The Evolving Landscape of AI: Contrasting Views on Models, Training and Inference
Models, Training, and Inference are all terms that have history in Statistics, Machine Learning, and Applied Probability, but AI has brought them into the mainstream. In this era of rapid AI innovation, there are two contrasting views coming together that are shaping the way we understand and utilize models, training, and inference. This blogpost examines the tradition view and the foundation model era view and their implications on accuracy, cost, enterprise-readiness, and governance.
Introduction
Models, Training, and Inference are all terms that have history in Statistics, Machine Learning, and Applied Probability, but AI has brought them into the mainstream. In this era of rapid AI innovation, there are two contrasting views coming together that are shaping the way we understand and utilize models, training, and inference. In this blogpost, I will examine these two contrasting perspectives and their implications for accuracy, cost, enterprise-readiness, and governance.
View #1: Traditional View
For years, data scientists and academics have taken a view of models, training and inference that can be described thusly:
- Models are representations.
- Training involves algorithms searching for the best representation using available data.
- Inference refers to the appropriate extrapolation using the found/learnt representation.
If one takes this view of the world, cleverness / innovation / research are focused on two aspects:
- The ability to come up with "representations" that are "universal enough" so that when data in a given context is presented, algorithms are able to find the right representation that both "fits" the data well (aka training) and "extrapolates" it well (aka inference). This is where having a formal understanding of what context one is trying to "model" matters.
- The ability to come up with efficient, performant training and inference algorithms. In this paradigm, algorithms are efficient if they utilize minimal computation, and work with as little data as possible in the presence of noise. Algorithms are performant if they can extrapolate or provide accurate inference.
View #2: Foundation Model Era View
With the advent of foundation models, the perspectives on models, training, and inference have been altered.
- As before, models encode all the possible, relevant representations that matter, but now, they are not available formally or succinctly; they are simply encoding all the data they are trained on.
- Training involves encoding all of the available data using clever system architectures.
- The task of inference is about using the new data at hand (typically limited and noisy) to extrapolate findings via the “pre-trained” model.
In this view of the world, cleverness / innovation / research comes in two flavors as well:
- The ability to come up with system architectures that enable the seamless encoding and decoding of the existing, massive data repository of heterogenous data, ensuring that selective decoding can be done using data at hand. This is where very exciting progress has been made -- especially in the last decade – and continues to fuel rapid innovation currently with much more to come.

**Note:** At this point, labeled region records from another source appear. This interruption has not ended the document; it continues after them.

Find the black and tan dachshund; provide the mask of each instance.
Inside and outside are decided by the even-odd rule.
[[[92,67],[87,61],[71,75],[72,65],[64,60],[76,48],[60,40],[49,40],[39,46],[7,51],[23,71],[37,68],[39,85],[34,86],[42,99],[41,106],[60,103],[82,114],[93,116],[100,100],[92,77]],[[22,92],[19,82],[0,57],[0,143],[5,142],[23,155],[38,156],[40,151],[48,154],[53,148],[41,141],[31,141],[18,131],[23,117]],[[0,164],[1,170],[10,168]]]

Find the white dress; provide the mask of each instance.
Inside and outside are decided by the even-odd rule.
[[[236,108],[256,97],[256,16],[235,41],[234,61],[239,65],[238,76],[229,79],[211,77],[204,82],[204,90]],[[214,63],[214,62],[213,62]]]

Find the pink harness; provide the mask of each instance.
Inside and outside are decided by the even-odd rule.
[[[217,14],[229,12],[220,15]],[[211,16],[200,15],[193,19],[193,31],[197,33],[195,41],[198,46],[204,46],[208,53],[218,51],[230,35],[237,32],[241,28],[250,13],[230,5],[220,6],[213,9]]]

- The ability to perform accurate inference with as little data (aka tokens) as possible by leveraging the power of giant, pre-trained models. Here, the importance is placed on the ability to perform inference in a computationally efficient and cost-effective manner.
Traditional View versus Foundation Model Era View: Which One?
Now that I’ve outlined the competing views, let’s assess the merits of these two paradigms by considering a simplistic assignment: multiplying 7 x 9.
In View #1, we will say that multiplication is described through a formal arithmetic operation (as we currently do).
In View #2, we will say the multiplication results for every possible pair of numbers are pre-recorded (as we memorized multiplication tables when we were very young).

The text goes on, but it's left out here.